In a statement made last Friday a spokesman for Armenia’s Foreign Ministry said that official Yerevan considered requesting that the co-chairs of the OSCE Minsk Group (the United States, France, and Russia) initiate peace talks between Yerevan and Baku.
Later that day, Azerbaijani Foreign Minister Jeyhun Bayramov said that Baku had passed to Yerevan a new “five-point proposal” for the normalization of relations between Azerbaijan and Armenia. He said that Baku was awaiting an answer from Yerevan.
“We have recently sent a new proposal to Armenia as a sign of goodwill. We have proposed some fundamental principles that include the normalization of relations between Azerbaijan and Armenia. We expressed our readiness to develop relations on the basis of certain principles. Armenia should consider this and give its answer. If Armenia sincerely wants to normalize relations, then this is a very good opportunity for them. Armenia’s response will be known in the near future, and of course we will take appropriate steps,” Bayramov said, as quoted by Azerbaijani media.
“All the principles mentioned in this document are the principles of international relations,” the Azerbaijani minister added, noting that the proposal includes the issue of border demarcation as well.

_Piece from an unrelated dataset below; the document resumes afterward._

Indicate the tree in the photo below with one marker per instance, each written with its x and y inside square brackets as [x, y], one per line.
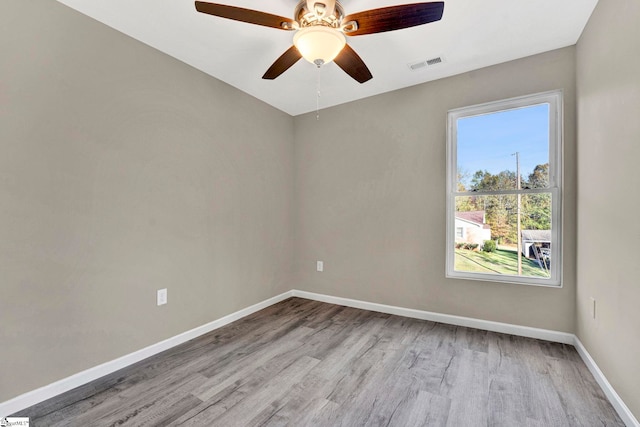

In a statement issued today, Armenia’s Foreign Ministry said: “The Republic of Armenia responded to the proposals of the Republic of Azerbaijan and applied to the OSCE Minsk Group Co-Chairmanship to organize negotiations for the signing of peace agreement between the Republic of Armenia and the Republic of Azerbaijan on the basis of the UN Charter, the International Covenant on Civil and Political Rights and the Helsinki Final Act.”
The OSCE Minsk Group has for decades spearheaded international efforts to negotiate a settlement of the Nagorno-Karabakh conflict between Armenia and Azerbaijan.
The two neighboring nations waged a second war over Nagorno-Karabakh in 2020, with Baku regaining control over all seven districts surrounding the Armenian-populated region as well as parts of the former autonomous oblast of Soviet Azerbaijan proper. The war ended with a Russian-brokered peace deal.
Since then, Azerbaijan has repeatedly claimed that the Nagorno-Karabakh conflict has been resolved. In his public statements Azerbaijani President Ilham Aliyev has sought a peace treaty with Armenia that would reaffirm the current status quo in the region. Armenian Prime Minister Nikol Pashinian has also publically called for “an era of peace” in the region, indicating that Yerevan was ready to negotiate a peace accord. Meanwhile, opposition members and many political observers in Armenia fear that signing a peace accord with Azerbaijan would mean abandoning aspirations for independence or some other status for the mostly Armenian-populated region of Nagorno-Karabakh.
In a statement today Azerbaijan’s Foreign Ministry named the five fundamental principles on which it wants the future peace accord with Armenia to be based, including mutual recognition of each other’s sovereignty and territorial integrity, mutual reaffirmation of the absence of territorial claims to each other and a legally binding obligation not to make such claims in the future, abstaining from threatening each other’s security, demarcation of the border and unblocking of transport links.